Both Merry and Pippin regularly dress in rather bright and cheerful colors. Merry in rich yellows and ochres, and Pippin in blues, calling attention onto themselves rather gleefully.

Also, notice the difference between their clothing and Sam's. These two do not dress for work, but for the Pub.


And so, the four of them together, manage to represent the whole of Hobbit community both in look and personality. From the hardworking Sam to the funny and noisy Merry and Pippin. Because of this, I think that this was the perfect way to introduce both the hobbits as a race and the four main characters, which is really clever because it saves runtime, but still manages to transmit all the information that Tolkien wrote in that detailed prologue without ever bringing the story to a halt.

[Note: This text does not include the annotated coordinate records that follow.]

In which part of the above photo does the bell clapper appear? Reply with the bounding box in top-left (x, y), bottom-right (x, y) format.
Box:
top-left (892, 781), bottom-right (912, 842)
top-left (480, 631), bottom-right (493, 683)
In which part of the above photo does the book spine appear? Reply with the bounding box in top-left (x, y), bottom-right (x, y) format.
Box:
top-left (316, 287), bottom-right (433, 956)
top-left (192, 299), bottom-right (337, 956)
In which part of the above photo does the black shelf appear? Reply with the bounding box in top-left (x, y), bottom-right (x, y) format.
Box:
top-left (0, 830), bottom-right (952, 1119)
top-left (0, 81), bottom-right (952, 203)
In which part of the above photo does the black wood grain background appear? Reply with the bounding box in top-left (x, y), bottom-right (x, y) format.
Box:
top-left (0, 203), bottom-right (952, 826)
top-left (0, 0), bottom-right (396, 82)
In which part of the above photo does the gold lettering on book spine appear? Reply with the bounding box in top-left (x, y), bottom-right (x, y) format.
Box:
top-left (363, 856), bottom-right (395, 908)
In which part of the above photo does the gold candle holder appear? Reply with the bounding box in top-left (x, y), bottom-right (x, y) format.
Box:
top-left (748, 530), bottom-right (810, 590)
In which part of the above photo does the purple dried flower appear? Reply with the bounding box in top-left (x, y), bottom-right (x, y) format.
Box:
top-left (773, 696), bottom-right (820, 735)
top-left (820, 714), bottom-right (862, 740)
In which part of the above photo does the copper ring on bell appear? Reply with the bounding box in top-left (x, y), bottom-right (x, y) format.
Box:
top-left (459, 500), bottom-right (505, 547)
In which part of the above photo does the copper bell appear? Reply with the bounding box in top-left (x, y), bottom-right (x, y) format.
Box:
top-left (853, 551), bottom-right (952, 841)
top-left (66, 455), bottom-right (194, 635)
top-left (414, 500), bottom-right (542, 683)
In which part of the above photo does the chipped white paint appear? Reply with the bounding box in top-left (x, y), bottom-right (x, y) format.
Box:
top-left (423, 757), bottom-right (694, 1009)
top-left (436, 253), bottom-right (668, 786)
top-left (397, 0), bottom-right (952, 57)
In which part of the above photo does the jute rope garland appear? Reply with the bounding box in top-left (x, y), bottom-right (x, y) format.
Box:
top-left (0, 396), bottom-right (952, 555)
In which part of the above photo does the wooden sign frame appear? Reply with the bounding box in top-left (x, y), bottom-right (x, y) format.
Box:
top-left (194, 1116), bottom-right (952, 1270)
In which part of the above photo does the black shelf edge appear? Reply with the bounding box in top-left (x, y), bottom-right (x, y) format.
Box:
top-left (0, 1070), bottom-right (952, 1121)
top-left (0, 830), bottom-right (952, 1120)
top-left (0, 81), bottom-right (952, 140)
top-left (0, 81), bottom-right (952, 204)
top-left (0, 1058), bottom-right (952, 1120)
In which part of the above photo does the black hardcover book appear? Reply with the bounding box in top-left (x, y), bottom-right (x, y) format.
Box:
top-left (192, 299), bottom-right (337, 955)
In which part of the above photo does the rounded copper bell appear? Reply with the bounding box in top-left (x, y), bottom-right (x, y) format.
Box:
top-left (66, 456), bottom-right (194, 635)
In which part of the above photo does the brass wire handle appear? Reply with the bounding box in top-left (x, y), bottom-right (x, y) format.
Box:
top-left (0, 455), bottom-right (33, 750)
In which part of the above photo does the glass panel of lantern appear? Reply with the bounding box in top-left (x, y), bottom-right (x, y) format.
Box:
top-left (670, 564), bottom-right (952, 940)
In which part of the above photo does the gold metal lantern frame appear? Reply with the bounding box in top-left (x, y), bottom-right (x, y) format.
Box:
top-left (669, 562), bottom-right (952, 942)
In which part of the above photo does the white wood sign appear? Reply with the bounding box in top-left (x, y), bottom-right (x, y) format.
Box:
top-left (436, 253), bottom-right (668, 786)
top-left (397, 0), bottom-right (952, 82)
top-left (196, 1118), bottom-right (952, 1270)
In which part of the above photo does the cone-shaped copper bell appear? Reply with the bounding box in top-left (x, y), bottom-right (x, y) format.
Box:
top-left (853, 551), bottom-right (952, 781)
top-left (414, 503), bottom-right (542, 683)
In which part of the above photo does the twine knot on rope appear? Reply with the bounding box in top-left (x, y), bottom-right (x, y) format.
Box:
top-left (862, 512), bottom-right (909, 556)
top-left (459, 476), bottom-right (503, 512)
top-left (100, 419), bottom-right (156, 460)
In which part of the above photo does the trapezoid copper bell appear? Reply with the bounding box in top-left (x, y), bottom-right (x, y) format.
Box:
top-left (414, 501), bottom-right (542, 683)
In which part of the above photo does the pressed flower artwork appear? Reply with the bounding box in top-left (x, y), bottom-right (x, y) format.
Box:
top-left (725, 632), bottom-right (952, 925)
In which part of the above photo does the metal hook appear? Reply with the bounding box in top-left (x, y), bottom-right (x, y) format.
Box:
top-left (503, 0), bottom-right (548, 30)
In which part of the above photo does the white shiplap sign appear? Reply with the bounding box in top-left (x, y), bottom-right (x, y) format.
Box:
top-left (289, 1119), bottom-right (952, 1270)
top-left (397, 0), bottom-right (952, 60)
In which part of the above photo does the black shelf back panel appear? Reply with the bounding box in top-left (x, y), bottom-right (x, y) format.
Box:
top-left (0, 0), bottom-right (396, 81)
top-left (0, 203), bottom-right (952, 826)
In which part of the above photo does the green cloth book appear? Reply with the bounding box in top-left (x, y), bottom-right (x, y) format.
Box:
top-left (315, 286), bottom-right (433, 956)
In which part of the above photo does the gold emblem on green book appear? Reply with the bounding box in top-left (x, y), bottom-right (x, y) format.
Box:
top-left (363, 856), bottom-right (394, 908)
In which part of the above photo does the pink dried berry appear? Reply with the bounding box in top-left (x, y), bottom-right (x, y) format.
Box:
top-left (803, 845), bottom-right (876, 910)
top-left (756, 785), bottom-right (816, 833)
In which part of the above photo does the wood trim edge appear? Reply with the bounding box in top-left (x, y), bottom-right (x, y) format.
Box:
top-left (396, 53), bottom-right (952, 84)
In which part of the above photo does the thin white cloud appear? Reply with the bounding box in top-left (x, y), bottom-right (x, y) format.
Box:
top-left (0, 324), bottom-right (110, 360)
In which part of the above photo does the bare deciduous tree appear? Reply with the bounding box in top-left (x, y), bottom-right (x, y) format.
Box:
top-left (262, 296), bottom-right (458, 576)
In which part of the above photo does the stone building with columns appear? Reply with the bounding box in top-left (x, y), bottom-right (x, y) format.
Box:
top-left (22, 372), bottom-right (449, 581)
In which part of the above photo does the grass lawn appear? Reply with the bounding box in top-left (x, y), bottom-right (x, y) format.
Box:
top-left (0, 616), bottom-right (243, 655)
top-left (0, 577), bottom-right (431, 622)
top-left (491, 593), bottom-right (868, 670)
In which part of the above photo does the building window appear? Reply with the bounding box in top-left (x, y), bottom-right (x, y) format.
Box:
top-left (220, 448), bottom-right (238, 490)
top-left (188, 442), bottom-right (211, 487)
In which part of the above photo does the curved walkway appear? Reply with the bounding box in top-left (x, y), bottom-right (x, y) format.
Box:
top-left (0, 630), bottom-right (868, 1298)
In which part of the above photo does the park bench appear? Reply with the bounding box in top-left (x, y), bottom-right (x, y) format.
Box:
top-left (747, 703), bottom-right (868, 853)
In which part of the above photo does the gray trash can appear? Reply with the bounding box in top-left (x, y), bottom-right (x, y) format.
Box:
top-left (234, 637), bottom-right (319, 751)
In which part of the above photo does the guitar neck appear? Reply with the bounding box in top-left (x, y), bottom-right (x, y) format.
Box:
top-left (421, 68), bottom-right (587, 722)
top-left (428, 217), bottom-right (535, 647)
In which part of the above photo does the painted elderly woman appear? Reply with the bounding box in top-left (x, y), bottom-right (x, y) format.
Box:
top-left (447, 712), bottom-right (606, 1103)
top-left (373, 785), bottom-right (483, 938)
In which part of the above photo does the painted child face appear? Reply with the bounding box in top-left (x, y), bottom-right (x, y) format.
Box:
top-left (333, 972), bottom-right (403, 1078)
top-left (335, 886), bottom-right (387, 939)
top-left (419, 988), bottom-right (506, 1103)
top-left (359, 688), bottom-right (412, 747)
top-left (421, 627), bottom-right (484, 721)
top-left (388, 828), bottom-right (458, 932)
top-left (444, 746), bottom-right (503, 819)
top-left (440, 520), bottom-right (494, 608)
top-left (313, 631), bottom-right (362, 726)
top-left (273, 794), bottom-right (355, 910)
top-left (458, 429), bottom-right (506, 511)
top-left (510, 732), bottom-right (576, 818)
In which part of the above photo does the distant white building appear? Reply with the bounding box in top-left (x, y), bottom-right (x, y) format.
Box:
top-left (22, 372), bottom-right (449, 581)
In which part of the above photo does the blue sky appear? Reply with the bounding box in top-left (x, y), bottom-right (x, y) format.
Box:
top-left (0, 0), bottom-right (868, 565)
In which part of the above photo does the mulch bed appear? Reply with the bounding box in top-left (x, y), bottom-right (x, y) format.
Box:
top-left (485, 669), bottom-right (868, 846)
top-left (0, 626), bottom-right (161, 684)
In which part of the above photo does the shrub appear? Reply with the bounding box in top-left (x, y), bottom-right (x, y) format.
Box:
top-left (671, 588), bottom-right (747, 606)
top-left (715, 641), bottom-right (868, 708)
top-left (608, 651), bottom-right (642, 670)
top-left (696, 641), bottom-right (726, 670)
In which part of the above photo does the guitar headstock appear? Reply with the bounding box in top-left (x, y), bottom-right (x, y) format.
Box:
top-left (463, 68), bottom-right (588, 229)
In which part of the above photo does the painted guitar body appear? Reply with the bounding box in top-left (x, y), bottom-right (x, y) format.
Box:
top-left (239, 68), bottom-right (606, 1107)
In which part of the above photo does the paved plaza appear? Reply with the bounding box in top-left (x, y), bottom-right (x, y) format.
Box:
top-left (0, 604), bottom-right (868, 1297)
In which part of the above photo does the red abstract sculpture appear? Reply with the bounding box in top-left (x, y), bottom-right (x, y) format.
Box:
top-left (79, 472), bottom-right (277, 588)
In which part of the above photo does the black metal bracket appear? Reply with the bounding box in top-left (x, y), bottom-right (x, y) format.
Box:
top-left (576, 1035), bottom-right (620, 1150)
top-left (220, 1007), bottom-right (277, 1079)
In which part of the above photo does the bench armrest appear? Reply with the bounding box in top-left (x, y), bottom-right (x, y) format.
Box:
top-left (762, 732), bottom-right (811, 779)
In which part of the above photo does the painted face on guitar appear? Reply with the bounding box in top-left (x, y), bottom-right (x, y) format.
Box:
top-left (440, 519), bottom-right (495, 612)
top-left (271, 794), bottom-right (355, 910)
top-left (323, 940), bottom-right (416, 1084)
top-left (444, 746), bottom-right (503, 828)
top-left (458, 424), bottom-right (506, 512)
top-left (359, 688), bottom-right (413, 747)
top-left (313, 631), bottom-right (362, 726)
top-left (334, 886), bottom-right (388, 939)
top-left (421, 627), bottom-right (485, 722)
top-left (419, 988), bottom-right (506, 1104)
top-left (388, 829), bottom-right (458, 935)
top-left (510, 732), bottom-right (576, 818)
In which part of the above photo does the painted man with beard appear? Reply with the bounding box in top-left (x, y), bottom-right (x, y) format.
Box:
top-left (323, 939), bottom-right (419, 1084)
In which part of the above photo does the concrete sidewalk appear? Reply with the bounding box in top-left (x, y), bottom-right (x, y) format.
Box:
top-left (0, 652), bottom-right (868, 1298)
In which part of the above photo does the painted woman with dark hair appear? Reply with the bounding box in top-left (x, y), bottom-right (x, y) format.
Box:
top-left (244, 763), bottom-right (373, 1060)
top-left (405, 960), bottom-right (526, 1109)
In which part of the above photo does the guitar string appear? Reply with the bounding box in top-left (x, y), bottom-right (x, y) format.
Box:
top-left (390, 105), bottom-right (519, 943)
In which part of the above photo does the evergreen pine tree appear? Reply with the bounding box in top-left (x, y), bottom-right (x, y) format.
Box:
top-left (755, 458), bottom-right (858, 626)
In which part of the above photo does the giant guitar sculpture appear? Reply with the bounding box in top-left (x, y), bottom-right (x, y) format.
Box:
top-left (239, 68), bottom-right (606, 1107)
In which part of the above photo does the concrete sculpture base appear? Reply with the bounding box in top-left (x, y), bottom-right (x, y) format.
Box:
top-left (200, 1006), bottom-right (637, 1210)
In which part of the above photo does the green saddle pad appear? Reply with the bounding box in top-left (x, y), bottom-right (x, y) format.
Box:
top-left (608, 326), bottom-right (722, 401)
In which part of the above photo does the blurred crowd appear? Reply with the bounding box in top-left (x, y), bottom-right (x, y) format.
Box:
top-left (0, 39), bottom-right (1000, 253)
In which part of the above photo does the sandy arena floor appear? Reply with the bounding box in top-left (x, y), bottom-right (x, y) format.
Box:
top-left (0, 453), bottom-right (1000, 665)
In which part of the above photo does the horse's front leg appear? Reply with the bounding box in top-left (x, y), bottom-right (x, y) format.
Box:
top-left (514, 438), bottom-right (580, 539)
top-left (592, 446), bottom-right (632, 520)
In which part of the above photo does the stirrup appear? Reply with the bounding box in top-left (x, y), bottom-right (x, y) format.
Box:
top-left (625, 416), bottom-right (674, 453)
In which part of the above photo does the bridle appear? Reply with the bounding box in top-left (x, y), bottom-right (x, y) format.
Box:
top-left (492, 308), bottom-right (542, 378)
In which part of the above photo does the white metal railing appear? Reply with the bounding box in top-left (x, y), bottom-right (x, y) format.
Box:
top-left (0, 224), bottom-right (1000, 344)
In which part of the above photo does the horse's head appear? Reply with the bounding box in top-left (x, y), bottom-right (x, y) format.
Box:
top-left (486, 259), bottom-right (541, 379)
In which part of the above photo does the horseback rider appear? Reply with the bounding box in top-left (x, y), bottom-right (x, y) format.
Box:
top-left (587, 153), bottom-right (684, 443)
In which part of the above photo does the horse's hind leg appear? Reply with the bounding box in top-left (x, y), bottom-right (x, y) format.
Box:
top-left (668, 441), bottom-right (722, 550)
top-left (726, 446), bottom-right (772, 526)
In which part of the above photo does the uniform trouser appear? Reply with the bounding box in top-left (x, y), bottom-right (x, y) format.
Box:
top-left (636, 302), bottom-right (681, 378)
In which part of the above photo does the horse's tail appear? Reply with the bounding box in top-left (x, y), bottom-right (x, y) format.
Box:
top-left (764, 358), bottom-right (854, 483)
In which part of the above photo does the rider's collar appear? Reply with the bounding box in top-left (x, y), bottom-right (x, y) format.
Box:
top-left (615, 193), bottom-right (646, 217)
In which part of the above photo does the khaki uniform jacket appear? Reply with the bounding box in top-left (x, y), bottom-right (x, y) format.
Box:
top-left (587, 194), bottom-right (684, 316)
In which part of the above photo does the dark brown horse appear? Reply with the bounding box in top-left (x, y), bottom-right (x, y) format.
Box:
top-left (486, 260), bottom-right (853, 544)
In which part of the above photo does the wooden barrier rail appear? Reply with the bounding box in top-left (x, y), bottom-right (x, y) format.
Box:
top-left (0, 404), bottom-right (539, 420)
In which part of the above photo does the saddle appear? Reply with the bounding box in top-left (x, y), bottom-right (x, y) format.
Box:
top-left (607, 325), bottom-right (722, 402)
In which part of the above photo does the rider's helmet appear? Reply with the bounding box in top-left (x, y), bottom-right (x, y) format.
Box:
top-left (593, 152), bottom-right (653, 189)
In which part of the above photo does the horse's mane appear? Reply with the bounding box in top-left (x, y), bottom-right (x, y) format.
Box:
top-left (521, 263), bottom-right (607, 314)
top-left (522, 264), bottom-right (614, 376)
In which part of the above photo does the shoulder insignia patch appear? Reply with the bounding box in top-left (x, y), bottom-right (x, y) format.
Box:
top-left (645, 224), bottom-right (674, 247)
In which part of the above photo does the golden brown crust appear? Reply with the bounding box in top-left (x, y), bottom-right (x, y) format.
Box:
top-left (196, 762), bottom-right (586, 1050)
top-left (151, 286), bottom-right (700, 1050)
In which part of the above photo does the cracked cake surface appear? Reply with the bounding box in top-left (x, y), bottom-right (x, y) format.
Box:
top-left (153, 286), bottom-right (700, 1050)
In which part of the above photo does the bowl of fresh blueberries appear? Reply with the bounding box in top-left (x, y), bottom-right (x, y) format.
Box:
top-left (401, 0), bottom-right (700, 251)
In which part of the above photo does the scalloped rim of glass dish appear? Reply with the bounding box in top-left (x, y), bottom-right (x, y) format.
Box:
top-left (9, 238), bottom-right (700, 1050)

I hope you enjoyed this new entry and I'll see you next time. As always, tell you that I don't know what other designs from Lord of the Rings I will be covering yet. This functions more or less the same way that the Padme series works (improvising basically) but if you want to request any specific design from the Trilogy don't hesitate to contact us and let me know!


All the images of the dress used in this article (and many more) 
can be found in the amazing collection of movie costumes 


If you enjoyed this article and would like to support the blog, 
consider buying me a Coffee? 💛💛

If you want more content like this, subscribe! Or come say hi on FacebookTumblrTwitterInstagram and help us grow!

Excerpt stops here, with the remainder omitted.